In its re-submission of a petition to the FDA to ban Meridia this past December, Public Citizen referenced early results of the SCOUT study that found a "a significantly increased number of patients with heart attacks, strokes, resuscitated cardiac arrests or deaths in those who are obese and aged 55 or older with known or occult cardiovascular disease using sibutramine, compared with those given a placebo. Both groups were on the same weight management program.

"The FDA has reported that 11.4 percent of patients getting sibutramine vs. 10 percent of patients getting a placebo suffered a heart attack, stroke, resuscitated cardiac arrest or death, the primary pre-specified outcome of the study."

Dr. Wolfe used the December, 2009 re-petition to remind the FDA that as of June 30th, 2009—a little less than a year ago—there had been no fewer than 84 reports of deaths from cardiovascular causes in the FDA Adverse Event Reactions (AERS) database, including 30 individuals aged 50 or younger. Of those 30, 11 were age 30 or younger.

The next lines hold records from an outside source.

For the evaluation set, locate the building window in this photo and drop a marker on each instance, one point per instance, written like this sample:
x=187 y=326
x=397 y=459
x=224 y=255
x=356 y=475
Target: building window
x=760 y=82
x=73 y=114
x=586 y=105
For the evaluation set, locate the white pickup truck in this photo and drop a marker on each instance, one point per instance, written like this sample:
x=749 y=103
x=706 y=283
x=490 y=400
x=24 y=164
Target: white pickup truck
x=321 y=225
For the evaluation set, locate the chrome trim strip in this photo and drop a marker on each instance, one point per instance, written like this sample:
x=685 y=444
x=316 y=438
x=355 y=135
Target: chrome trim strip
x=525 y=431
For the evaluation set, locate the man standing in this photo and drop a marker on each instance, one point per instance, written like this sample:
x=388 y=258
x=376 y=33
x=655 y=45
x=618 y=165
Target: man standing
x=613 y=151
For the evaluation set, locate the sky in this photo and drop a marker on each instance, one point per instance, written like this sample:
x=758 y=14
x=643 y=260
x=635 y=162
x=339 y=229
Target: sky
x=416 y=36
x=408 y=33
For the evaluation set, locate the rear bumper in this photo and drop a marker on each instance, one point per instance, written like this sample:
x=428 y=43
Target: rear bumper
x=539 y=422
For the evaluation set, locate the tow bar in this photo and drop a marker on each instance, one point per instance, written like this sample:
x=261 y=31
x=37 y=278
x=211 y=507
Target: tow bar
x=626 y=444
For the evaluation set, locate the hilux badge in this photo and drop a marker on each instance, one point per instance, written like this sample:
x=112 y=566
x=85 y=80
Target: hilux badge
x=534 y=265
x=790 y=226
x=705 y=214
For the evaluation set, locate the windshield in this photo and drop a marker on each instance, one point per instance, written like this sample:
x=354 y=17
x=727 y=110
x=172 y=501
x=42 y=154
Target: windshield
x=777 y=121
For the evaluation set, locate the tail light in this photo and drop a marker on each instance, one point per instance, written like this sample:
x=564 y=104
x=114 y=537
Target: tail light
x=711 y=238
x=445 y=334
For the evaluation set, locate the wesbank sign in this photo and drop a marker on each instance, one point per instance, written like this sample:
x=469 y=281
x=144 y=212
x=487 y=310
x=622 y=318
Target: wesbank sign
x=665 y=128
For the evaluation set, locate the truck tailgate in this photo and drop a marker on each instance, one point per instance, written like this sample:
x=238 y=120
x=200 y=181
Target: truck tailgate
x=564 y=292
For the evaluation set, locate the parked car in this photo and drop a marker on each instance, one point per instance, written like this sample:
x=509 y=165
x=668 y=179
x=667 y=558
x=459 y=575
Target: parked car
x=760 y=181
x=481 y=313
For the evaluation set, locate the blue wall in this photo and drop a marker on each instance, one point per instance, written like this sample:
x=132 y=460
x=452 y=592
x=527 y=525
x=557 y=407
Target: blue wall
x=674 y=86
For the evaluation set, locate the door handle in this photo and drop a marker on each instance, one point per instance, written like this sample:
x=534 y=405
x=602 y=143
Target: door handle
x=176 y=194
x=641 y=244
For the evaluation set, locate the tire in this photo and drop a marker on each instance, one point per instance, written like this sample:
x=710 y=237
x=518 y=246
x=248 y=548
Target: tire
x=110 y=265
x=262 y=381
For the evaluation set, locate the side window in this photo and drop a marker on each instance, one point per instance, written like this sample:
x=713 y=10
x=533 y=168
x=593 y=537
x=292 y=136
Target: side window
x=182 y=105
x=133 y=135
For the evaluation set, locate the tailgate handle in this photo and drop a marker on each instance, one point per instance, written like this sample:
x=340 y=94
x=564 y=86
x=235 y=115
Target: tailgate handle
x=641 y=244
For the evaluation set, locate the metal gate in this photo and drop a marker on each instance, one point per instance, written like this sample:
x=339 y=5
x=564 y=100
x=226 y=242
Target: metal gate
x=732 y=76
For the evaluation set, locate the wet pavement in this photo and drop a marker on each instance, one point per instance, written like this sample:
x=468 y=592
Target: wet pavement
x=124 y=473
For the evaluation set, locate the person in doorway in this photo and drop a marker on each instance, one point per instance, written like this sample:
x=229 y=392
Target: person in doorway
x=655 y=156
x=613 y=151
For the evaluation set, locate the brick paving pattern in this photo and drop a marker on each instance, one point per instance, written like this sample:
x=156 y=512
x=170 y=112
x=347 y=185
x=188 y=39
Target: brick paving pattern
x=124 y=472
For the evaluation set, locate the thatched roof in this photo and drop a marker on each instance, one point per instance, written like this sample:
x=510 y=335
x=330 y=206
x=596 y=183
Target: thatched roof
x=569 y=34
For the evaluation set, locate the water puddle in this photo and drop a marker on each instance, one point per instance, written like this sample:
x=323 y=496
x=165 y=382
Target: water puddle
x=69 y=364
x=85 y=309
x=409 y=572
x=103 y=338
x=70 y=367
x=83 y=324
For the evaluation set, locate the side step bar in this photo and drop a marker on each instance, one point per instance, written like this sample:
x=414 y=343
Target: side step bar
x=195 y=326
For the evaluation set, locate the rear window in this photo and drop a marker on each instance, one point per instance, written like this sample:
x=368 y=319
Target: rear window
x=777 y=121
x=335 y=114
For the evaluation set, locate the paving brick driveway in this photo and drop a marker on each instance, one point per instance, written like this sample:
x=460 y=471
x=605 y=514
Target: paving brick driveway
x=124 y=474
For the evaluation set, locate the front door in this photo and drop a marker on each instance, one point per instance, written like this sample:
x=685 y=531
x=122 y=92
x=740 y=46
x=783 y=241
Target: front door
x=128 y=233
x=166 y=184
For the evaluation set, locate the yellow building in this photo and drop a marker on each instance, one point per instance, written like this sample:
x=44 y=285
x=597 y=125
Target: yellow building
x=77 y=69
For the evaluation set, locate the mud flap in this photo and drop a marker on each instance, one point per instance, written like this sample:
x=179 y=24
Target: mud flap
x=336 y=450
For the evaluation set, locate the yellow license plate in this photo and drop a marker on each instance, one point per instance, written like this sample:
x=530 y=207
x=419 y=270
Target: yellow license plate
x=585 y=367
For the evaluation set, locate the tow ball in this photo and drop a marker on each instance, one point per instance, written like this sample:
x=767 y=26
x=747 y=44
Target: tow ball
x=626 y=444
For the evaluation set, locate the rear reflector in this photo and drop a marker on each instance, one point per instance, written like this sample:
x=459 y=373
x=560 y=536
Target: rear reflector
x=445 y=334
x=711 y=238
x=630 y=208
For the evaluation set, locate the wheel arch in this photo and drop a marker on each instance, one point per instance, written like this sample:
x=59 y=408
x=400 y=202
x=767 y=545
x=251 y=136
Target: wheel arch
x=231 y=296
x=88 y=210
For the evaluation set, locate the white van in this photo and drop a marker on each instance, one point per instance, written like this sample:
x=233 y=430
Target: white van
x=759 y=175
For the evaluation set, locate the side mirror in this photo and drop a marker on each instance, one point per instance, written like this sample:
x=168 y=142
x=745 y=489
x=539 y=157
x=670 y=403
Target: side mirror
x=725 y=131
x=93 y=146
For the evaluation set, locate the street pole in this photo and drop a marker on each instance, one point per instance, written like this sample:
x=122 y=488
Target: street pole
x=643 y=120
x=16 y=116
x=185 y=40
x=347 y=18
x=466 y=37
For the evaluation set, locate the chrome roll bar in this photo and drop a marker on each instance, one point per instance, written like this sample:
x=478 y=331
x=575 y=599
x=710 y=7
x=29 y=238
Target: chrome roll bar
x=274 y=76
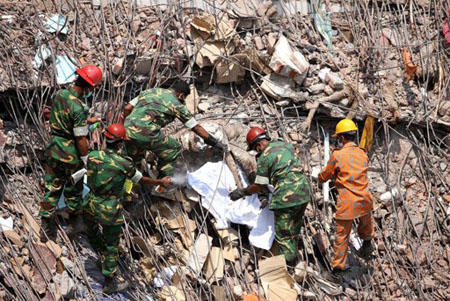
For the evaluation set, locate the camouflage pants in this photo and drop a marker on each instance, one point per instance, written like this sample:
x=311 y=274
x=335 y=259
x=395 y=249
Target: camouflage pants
x=287 y=230
x=105 y=241
x=164 y=147
x=343 y=229
x=57 y=175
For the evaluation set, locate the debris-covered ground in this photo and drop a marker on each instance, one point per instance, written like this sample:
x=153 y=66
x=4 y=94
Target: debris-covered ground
x=293 y=67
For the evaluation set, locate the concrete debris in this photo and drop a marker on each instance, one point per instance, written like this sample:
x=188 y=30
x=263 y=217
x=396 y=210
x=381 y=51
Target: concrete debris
x=287 y=62
x=248 y=63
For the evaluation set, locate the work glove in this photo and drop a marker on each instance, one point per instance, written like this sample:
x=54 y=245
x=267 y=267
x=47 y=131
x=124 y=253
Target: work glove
x=315 y=173
x=237 y=194
x=214 y=142
x=84 y=159
x=165 y=181
x=264 y=201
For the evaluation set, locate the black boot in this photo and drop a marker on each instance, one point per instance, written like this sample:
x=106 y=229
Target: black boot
x=112 y=285
x=335 y=276
x=48 y=229
x=76 y=225
x=366 y=249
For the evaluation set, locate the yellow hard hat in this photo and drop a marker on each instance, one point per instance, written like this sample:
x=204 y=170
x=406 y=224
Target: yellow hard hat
x=344 y=126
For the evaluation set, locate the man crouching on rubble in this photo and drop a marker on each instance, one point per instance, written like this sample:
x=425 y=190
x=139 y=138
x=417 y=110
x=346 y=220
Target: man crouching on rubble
x=107 y=171
x=152 y=110
x=348 y=166
x=279 y=166
x=67 y=151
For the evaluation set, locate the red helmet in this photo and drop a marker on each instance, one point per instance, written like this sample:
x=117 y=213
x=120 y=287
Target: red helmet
x=116 y=131
x=91 y=74
x=254 y=135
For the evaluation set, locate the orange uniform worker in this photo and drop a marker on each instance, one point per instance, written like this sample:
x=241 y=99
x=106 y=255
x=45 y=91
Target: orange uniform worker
x=348 y=166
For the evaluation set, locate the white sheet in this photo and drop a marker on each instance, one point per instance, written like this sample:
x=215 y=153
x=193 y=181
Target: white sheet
x=214 y=181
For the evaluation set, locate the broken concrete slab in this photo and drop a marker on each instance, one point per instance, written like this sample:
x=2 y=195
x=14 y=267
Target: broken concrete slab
x=287 y=62
x=199 y=253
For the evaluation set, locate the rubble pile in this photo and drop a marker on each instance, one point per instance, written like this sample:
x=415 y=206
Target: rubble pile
x=293 y=67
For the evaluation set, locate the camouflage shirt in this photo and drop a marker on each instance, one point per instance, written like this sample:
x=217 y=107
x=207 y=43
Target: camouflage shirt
x=154 y=109
x=107 y=172
x=279 y=166
x=68 y=119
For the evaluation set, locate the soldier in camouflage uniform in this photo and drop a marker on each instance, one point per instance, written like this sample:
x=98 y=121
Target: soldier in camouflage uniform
x=68 y=149
x=152 y=110
x=279 y=166
x=107 y=172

Wolfe reminded the FDA that in its original petition dated March 19th, 2002 Public Citizen noted that during the randomized placebo-controlled clinical trials conducted prior to sibutramine's approval in 1997, "the drug caused significant increases in blood pressure, pulse rate, and palpitations in patients taking the drug compared to patients using a placebo. In one study submitted by Knoll to the FDA, patients taking sibutramine were three times more likely to experience clinically significant ECG (electrocardiogram) changes than patients taking placebo.

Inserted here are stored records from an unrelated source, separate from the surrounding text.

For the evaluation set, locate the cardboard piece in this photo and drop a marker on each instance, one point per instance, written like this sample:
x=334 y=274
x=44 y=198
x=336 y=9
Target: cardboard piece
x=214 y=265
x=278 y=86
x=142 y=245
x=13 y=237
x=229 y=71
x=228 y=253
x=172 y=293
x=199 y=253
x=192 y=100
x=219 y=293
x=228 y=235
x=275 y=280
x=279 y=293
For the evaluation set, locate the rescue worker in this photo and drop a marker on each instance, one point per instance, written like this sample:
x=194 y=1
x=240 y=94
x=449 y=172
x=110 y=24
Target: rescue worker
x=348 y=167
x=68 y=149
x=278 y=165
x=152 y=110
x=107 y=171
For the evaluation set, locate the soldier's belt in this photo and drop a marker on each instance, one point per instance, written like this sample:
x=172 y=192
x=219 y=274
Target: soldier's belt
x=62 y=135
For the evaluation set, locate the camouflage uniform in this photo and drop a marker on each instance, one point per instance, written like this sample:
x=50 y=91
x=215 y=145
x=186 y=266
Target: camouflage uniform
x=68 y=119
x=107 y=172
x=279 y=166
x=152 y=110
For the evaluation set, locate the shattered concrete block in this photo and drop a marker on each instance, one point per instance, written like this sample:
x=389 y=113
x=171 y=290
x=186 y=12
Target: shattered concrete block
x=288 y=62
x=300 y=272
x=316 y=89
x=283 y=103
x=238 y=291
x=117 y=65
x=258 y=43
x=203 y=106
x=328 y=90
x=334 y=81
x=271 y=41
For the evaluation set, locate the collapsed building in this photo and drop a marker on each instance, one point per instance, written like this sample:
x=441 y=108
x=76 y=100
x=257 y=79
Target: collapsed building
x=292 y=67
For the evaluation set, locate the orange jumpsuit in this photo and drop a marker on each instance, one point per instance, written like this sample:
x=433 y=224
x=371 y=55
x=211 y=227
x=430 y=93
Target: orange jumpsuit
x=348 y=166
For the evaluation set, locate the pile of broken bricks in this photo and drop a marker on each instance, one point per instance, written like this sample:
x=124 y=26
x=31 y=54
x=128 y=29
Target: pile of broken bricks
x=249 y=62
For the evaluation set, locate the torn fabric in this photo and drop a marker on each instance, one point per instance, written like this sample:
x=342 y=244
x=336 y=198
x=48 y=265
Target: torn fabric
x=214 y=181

"The FDA Medical Officer coordinating the review of the New Drug Application for sibutramine concluded on May 10, 1996 that, 'sibutramine has an unsatisfactory risk-benefit ratio, and therefore this Reviewer recommends non-approval of the original submission of NDA 20-632.' He also stated that 'the 10 and 15 mg doses of sibutramine satisfy the minimum weight-loss criteria and duration of study as defined in the Guidance, however, sibutramine does not improve, and in some cases it aggravates major obesity-related co-morbidities.'"

There is little doubt that Public Citizen will be carefully watching the FDA when the agency next addresses Meridia sibutramine and Meridia side effects for Meridia stroke, heart attack and other issues, come the fall.